M. Bouazzi : Merci, Mme la
Présidente. Merci, docteure, pour la clarté de vos propos. Je vais vous dire,
vous n'avez pas eu à me convaincre. Je suis déjà convaincu depuis plusieurs
années et en imaginant que je n'étais pas convaincu, j'aurai été convaincu en
2023, quand la ministre de la Condition féminine a fait la même proposition et
que ce même gouvernement auquel le même ministre de la Justice appartenait a
décidé de reculer parce qu'il s'est rangé aux mêmes arguments que vous nous
avez donnés en compagnie d'autres groupes, ça fait que bon, je comprends
qu'avoir le même... nous espérons qu'avoir le même débat donnera le même
résultat, c'est-à-dire se débarrasser de ça. Vous vous dites : si on veut
vraiment améliorer les questions de justice faites aux femmes, de droit à
l'égalité parce qu'on parle beaucoup de ça aussi, le droit fondamentaux de
faire ce qu'on veut avec son corps, bien en fait, garantissons un meilleur
service pour que le service d'avortement soit plus accessible.
Mme Verret-Daigneault
(Geneviève) : Absolument. Je pense qu'en ce moment, le cadre légal de
l'avortement n'est pas là où on devrait mettre nos efforts.

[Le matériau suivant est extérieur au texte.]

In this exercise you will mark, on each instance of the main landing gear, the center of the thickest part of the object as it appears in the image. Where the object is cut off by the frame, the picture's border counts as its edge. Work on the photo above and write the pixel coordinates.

M. Bouazzi : Et qu'on peut
mettre plus d'efforts ailleurs, là où ça compterait.
Mme Verret-Daigneault
(Geneviève) : Oui.
M. Bouazzi : Et concernant les
contraceptifs gratuits, est-ce que vous pensez que ça pourrait aider le droit à
l'égalité?
Mme Verret-Daigneault
(Geneviève) : Définitivement, en ce moment, la contraception est très
souvent sur les épaules des femmes et l'accès à la contraception n'est pas
évident pour toutes. C'est pourquoi la gratuité de la contraception aiderait
grandement dans le but final qui est le contrôle du corps des femmes par les
femmes et de pouvoir décider quand elles veulent être enceintes si elles le
veulent.
M. Bouazzi : C'est très
clair. C'est un aspect systémique, hein, des inégalités qui n'est pas fait sur
une base religieuse et c'est peut-être pour ça que le gouvernement n'intervient
pas, mais on espère qu'il verra la lumière à un moment. Merci beaucoup,
docteure, pour votre participation.
Mme Verret-Daigneault
(Geneviève) : Merci à vous.
La Présidente (Mme Boivin Roy) : Alors,
merci, Dre Verret-Daigneault, justement pour votre contribution aux travaux à
la commission. Alors, nous allons, compte tenu de l'heure, ajourner les travaux
au jeudi 11 décembre, après les avis touchant les travaux des
commissions où elle poursuivra son mandat.